Sometimes we are living with a past that we personally created. I remember a man sharing with a group as he was going through Crucial Conversations training, “I’ve got it. Finally. My kids are nervous around me. Why? For 99.9 percent of the time, I’m Dr. Jekyll, and only .01 percent do I lose my temper and become Mr. Hyde. But my children are always looking for Mr. Hyde.”
When you have to deal with situations clouded by the past, remember to give the other person the benefit of the doubt. Ask, “Why would a reasonable, rational, decent person act nervous or unsafe?” Are there situational or historical factors that are influencing him or her?
2. Share your intentions. We learned from dialogue masters to clarify issues by Contrasting. A Contrasting statement clarifies what you don’t intend and what you do intend. This helps the other person understand your good intentions and dispels worries about selfish or harmful motives. Often the “don’t” part is the most important. For example, when you’re beginning a talk with a person who is hesitant to share, say something like, “I’d like to talk about this topic candidly. I wonder if there has been some hesitancy on your part because I’m now in senior management. I don’t want to let my new position get in the way of important communication that needs to be shared. My intention is to be a good listener so that I can hear the issues that affect you and the job. What do you think?” It may take a time or two–or three. The main issue here is to deal with mutual purpose–what do both of you want?–rather that dealing first with the content of any particular issue.
3. Be consistent.
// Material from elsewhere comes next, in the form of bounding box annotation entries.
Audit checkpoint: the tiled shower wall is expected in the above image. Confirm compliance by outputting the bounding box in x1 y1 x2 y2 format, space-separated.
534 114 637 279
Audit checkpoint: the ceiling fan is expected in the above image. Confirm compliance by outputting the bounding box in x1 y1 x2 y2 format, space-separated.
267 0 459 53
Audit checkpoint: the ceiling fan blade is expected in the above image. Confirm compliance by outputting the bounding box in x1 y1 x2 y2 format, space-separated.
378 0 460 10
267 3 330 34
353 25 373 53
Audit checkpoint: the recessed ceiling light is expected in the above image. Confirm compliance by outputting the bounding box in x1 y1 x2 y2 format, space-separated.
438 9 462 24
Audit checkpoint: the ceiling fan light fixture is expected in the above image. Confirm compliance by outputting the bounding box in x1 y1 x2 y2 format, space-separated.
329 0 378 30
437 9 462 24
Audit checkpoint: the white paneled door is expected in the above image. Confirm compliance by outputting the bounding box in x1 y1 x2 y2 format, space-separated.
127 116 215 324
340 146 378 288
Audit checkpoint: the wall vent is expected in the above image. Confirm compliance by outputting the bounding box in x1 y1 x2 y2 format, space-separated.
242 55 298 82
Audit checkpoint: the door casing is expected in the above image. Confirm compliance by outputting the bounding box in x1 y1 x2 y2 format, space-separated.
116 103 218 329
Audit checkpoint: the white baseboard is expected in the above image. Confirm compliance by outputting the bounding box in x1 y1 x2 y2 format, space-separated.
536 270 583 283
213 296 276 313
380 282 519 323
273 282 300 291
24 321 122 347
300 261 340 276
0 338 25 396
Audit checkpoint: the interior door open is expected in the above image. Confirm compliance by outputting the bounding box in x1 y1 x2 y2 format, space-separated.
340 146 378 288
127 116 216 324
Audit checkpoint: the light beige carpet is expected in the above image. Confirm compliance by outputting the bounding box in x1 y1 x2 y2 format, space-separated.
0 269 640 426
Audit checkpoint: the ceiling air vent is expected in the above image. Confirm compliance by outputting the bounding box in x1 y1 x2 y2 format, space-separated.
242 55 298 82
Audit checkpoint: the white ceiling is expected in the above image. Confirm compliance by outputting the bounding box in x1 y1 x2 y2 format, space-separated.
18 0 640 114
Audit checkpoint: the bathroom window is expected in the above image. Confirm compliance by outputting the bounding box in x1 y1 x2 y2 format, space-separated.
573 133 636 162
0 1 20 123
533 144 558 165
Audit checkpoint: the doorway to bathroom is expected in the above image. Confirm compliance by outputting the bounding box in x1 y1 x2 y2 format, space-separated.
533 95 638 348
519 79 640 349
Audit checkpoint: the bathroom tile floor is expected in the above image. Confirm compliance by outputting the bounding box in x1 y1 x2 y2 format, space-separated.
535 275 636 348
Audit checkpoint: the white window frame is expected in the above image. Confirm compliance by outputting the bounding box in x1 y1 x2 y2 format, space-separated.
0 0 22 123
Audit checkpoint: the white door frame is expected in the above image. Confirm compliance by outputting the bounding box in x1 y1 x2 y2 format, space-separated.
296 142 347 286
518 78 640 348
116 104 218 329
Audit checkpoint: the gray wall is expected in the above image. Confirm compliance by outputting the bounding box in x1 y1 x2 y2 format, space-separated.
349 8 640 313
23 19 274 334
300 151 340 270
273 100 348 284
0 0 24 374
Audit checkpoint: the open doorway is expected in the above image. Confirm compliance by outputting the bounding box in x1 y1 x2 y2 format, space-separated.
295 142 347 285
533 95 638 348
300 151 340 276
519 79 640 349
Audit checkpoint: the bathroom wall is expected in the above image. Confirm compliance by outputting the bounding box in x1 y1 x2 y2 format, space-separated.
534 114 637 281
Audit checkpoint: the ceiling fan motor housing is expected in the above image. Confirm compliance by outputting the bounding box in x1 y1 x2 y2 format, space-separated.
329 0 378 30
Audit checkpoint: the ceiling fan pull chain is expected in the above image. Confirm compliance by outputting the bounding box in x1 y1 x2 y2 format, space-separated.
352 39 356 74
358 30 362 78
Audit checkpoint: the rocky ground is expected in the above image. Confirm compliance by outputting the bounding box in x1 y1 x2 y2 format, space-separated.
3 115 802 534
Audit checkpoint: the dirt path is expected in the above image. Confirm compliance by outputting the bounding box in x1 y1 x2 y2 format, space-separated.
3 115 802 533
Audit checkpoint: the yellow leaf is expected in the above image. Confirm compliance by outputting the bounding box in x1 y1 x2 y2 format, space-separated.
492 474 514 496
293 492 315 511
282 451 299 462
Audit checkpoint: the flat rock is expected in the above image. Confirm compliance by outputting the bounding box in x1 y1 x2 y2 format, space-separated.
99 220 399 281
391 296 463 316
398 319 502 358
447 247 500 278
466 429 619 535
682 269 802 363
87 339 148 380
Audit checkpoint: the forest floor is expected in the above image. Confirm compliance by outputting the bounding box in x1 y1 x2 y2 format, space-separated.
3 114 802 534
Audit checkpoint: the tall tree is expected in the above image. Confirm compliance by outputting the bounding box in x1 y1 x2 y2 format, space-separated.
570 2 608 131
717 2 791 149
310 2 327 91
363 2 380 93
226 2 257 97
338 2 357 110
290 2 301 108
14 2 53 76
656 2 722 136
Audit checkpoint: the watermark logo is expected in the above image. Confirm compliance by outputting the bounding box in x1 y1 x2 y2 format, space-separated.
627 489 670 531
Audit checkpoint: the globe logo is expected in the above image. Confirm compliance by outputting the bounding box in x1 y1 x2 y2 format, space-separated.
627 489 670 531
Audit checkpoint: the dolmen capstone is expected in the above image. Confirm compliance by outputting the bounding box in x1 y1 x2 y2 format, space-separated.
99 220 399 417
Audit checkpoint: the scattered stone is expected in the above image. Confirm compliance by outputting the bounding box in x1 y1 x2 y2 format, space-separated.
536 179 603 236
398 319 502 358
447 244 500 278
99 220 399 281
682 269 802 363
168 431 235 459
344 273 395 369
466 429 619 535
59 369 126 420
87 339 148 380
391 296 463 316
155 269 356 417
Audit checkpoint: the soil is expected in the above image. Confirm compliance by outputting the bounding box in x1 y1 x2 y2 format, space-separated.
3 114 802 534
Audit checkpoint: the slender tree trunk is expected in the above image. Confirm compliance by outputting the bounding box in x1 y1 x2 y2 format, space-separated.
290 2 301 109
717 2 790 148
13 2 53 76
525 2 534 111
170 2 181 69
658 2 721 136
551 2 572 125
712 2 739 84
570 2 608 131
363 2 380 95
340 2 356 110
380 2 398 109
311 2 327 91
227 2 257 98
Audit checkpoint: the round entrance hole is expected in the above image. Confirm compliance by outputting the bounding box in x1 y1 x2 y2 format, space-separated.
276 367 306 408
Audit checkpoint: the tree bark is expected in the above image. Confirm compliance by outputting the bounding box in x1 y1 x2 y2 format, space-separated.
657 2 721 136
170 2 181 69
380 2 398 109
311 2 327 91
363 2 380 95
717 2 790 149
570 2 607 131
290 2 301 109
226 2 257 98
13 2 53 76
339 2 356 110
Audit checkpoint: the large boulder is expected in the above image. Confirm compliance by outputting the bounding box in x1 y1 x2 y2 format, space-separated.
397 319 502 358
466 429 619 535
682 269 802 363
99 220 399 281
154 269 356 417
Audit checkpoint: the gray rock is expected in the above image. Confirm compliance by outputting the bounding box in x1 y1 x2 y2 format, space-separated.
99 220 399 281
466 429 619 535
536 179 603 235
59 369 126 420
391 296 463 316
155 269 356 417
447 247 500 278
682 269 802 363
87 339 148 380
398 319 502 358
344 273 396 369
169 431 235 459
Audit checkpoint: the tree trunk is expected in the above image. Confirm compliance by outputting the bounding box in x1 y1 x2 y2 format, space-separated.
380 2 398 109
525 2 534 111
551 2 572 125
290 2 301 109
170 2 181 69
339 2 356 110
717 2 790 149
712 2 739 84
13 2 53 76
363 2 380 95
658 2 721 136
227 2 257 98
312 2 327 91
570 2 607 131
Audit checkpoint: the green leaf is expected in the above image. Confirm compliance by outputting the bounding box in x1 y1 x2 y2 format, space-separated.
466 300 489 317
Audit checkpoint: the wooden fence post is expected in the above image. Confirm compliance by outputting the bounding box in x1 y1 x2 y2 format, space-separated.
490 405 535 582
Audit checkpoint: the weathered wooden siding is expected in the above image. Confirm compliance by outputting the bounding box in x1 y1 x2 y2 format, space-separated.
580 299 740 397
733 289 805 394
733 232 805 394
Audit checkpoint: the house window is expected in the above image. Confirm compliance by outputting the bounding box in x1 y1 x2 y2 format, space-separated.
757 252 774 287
If you want to get input from people who are hesitant or feel unsafe, you have to be consistent. After you share your intentions and try to understand others’ points of view, keep up the process of engaging them in dialogue. Ask, listen, and respond. Sometimes the response will be “Great idea, let’s do that.” Sometimes it will be, “Interesting, let’s discuss what that means to our budget or to customers.” Once in a while, it will be, “Let me repeat what I heard. Is that right? I see that differently. Can we compare our points of view?” The main point is this: To have people believe that you are really interested in hearing their thoughts, you have to consistently make it safe for them to share over time. Then come trust and credibility.
Safety is not easy sometimes. But dealing with it is essential.
May you have terrific results from your efforts!